If there is a middle term...
If there is a middle term, which would make it a theoretical reflection, then al-Ghazali asks the philosophers to show this middle term. If, however, this knowledge is understood by necessity of reason, then why is it that the vast numbers of those who affirm temporal creation do not share this knowledge?
It is, therefore, according to al-Ghazali, the burden of the philosopher to make a “demonstrative proof according to the condition of logic that would show the impossibility of this.” For, according to al-Ghazali, all that the philosophers have shown is “an expression of unlikelihood,” and an analogy between divine and human will. Such an analogy, according to al-Ghazali, was false, for the eternal will does not resemble the human will.
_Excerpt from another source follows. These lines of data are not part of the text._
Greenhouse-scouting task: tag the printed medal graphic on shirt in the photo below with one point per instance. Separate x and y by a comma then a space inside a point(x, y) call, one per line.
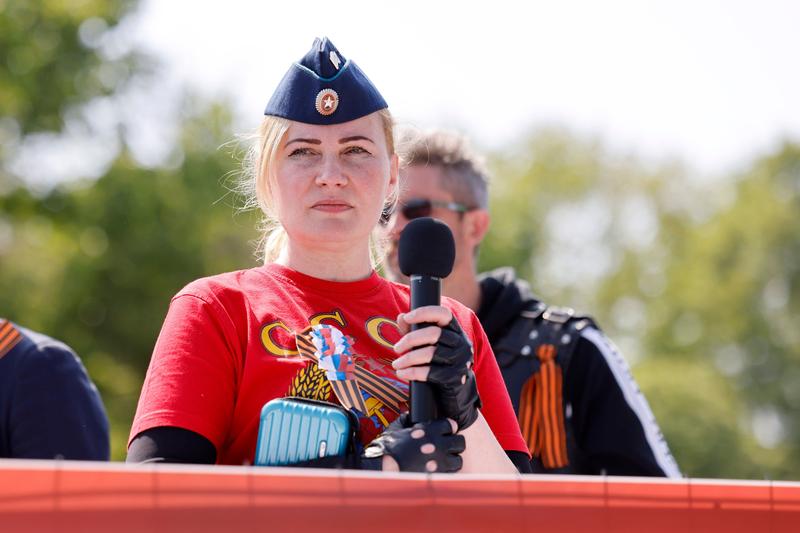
point(378, 399)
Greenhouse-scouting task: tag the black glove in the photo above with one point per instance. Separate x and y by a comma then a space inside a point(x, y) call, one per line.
point(403, 442)
point(452, 376)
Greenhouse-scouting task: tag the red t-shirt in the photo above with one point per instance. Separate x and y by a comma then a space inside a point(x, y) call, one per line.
point(227, 347)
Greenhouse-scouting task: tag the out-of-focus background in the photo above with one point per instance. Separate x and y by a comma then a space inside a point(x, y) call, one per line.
point(645, 156)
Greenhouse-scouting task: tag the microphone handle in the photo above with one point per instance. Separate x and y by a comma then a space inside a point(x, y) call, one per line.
point(425, 290)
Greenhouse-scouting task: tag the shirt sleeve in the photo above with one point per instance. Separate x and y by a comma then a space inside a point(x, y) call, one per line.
point(614, 426)
point(496, 404)
point(191, 380)
point(56, 410)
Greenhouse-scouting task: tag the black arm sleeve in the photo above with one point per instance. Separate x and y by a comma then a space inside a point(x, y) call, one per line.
point(521, 461)
point(178, 445)
point(171, 445)
point(611, 418)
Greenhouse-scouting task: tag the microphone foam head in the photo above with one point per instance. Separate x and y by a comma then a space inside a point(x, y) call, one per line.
point(426, 248)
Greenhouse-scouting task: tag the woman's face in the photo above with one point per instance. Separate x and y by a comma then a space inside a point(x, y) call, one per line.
point(331, 182)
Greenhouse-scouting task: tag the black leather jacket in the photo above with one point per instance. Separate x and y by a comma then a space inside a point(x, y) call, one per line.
point(609, 426)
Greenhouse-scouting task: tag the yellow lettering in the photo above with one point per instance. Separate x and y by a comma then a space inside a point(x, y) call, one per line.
point(273, 347)
point(336, 316)
point(374, 329)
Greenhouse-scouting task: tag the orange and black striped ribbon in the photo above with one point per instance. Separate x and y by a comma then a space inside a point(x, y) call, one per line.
point(348, 391)
point(541, 413)
point(9, 337)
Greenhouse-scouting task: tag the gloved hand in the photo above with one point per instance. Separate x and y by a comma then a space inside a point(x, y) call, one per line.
point(424, 447)
point(452, 376)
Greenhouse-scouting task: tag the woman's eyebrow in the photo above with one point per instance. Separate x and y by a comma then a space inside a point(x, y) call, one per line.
point(355, 138)
point(302, 140)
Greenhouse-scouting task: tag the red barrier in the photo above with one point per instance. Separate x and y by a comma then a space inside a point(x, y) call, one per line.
point(87, 497)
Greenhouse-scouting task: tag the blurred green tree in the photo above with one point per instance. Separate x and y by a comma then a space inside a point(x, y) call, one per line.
point(695, 279)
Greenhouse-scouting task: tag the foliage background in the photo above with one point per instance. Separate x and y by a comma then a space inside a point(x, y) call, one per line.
point(696, 279)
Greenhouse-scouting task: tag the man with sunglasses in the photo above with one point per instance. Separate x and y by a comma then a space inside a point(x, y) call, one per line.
point(579, 408)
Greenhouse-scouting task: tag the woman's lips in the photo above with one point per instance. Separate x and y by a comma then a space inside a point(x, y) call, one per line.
point(332, 206)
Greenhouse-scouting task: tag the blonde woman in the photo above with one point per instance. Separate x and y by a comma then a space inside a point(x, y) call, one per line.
point(324, 169)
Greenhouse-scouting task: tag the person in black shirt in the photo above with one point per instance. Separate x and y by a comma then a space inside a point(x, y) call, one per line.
point(49, 408)
point(579, 408)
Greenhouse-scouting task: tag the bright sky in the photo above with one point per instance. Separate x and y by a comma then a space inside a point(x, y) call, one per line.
point(711, 82)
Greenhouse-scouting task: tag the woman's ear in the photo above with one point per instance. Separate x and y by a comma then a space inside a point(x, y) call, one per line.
point(394, 173)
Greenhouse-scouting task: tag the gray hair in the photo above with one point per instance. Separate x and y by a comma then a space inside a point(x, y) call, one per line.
point(464, 172)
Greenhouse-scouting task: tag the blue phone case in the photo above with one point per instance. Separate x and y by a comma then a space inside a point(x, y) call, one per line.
point(296, 429)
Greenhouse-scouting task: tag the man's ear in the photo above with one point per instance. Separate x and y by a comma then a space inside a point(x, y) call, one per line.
point(477, 225)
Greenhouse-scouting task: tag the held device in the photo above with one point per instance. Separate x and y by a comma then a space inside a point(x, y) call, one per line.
point(298, 429)
point(426, 253)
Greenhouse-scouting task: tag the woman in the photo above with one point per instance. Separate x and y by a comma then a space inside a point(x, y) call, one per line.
point(324, 169)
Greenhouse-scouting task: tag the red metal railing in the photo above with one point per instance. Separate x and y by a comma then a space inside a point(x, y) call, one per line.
point(86, 497)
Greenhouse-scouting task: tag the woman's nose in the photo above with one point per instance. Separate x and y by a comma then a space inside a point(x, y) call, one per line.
point(331, 173)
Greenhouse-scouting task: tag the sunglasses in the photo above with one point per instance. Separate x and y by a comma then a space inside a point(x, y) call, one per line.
point(422, 207)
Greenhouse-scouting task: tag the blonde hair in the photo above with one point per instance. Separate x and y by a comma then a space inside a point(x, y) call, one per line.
point(258, 178)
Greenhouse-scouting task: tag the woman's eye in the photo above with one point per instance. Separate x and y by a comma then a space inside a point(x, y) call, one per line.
point(298, 152)
point(355, 150)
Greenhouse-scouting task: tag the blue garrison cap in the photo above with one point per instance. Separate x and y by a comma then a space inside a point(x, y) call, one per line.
point(324, 88)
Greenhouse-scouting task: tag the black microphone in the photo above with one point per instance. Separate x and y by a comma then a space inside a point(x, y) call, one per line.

Al-Ghazali commented that a philosopher might reply that one knows through necessity of reason that “a necessitating cause with all its conditions fulfilled is inconceivable without a necessitated effect.” To this, al-Ghazali answered that the philosophers resort to saying something similar, that divine knowledge is different than human knowledge when it comes to the philosopher’s belief that God’s knowledge does not necessitate any change in the one divine essence.
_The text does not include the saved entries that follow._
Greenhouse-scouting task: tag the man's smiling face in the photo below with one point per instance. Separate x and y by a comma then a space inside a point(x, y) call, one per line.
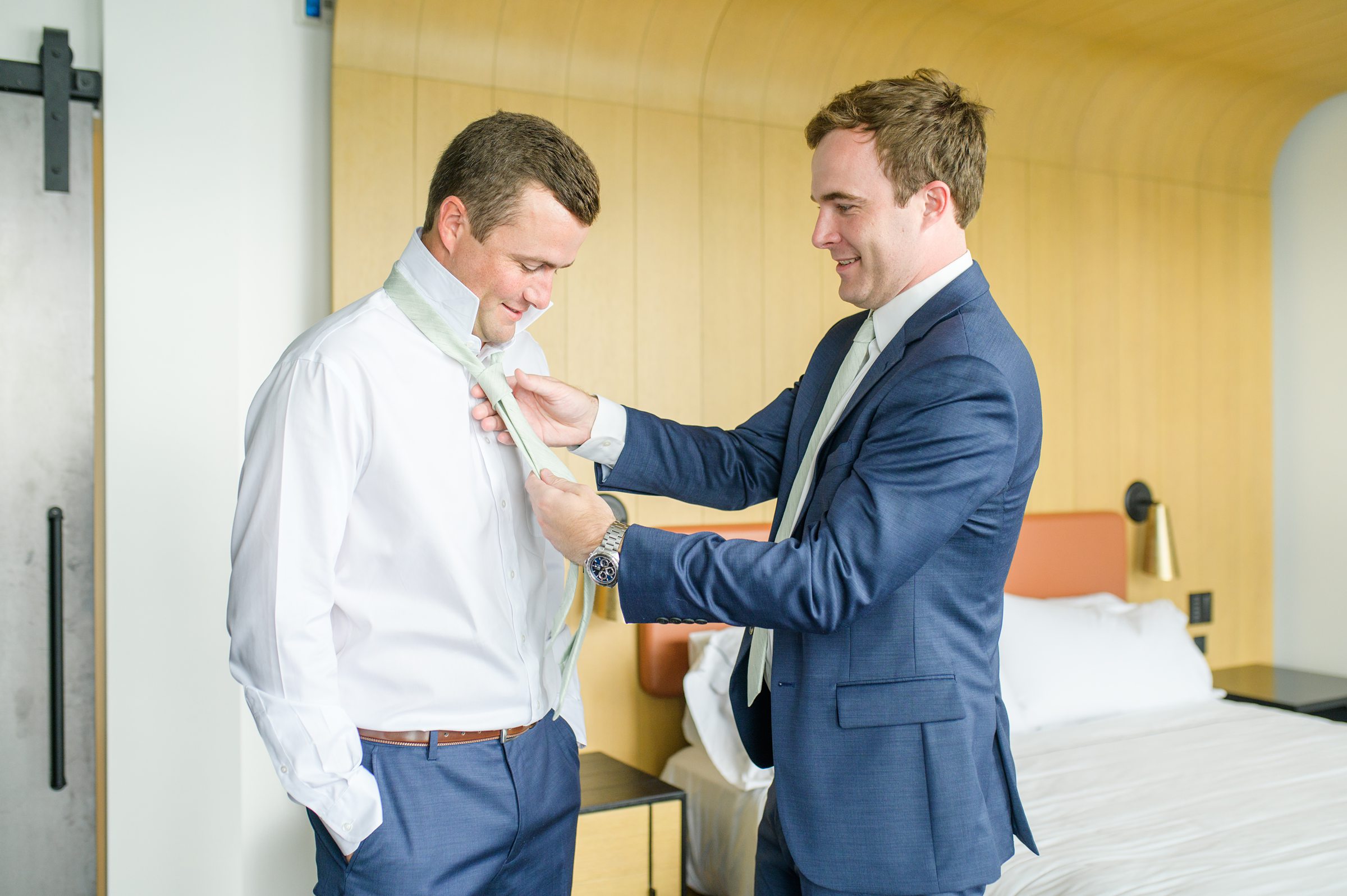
point(514, 269)
point(872, 239)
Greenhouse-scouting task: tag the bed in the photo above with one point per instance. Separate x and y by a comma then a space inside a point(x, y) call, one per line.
point(1198, 796)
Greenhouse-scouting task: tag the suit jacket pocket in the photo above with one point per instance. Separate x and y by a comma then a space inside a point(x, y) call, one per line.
point(901, 701)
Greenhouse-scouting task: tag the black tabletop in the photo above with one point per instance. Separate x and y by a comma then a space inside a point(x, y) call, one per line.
point(1285, 687)
point(607, 783)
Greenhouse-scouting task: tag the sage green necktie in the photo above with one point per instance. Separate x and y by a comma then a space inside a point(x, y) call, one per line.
point(852, 364)
point(539, 457)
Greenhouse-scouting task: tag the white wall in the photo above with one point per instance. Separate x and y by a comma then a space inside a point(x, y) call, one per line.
point(22, 24)
point(1310, 391)
point(216, 123)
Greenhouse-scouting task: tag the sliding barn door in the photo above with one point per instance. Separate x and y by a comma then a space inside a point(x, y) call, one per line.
point(46, 509)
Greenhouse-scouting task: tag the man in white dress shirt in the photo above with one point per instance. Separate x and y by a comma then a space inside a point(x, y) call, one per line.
point(390, 600)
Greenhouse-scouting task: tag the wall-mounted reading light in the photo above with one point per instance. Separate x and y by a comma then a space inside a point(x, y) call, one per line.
point(1159, 555)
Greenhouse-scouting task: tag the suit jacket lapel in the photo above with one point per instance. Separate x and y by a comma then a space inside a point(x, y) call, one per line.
point(962, 290)
point(802, 426)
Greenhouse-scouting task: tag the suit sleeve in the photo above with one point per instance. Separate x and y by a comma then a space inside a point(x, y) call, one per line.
point(726, 469)
point(942, 444)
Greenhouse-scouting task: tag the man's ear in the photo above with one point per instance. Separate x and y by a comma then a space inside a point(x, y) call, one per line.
point(938, 201)
point(453, 223)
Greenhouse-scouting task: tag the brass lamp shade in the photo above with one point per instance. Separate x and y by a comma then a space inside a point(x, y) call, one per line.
point(1159, 557)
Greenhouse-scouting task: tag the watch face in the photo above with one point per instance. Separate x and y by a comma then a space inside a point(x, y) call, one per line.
point(603, 569)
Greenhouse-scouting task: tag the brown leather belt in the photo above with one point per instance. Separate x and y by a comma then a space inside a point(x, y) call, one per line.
point(422, 739)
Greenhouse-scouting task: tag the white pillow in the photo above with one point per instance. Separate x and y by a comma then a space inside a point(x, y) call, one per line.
point(1071, 659)
point(709, 720)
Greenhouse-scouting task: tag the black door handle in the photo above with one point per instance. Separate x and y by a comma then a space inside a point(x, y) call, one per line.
point(56, 586)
That is, there is no multiplicity in knowing multiple universals, or addition because of knowledge. Al-Ghazali admitted that some philosophers have seen the impossibility of this theory, which was already denied by Ash‘arite theology, and have put forth a belief that God thinks of God’s self alone - making God the apprehender, the intellect, and the intelligible of divine knowledge.[^33] Al-Ghazali believed that such an affirmation was foolish, for it would make God into the Creator who is not aware of his own creation.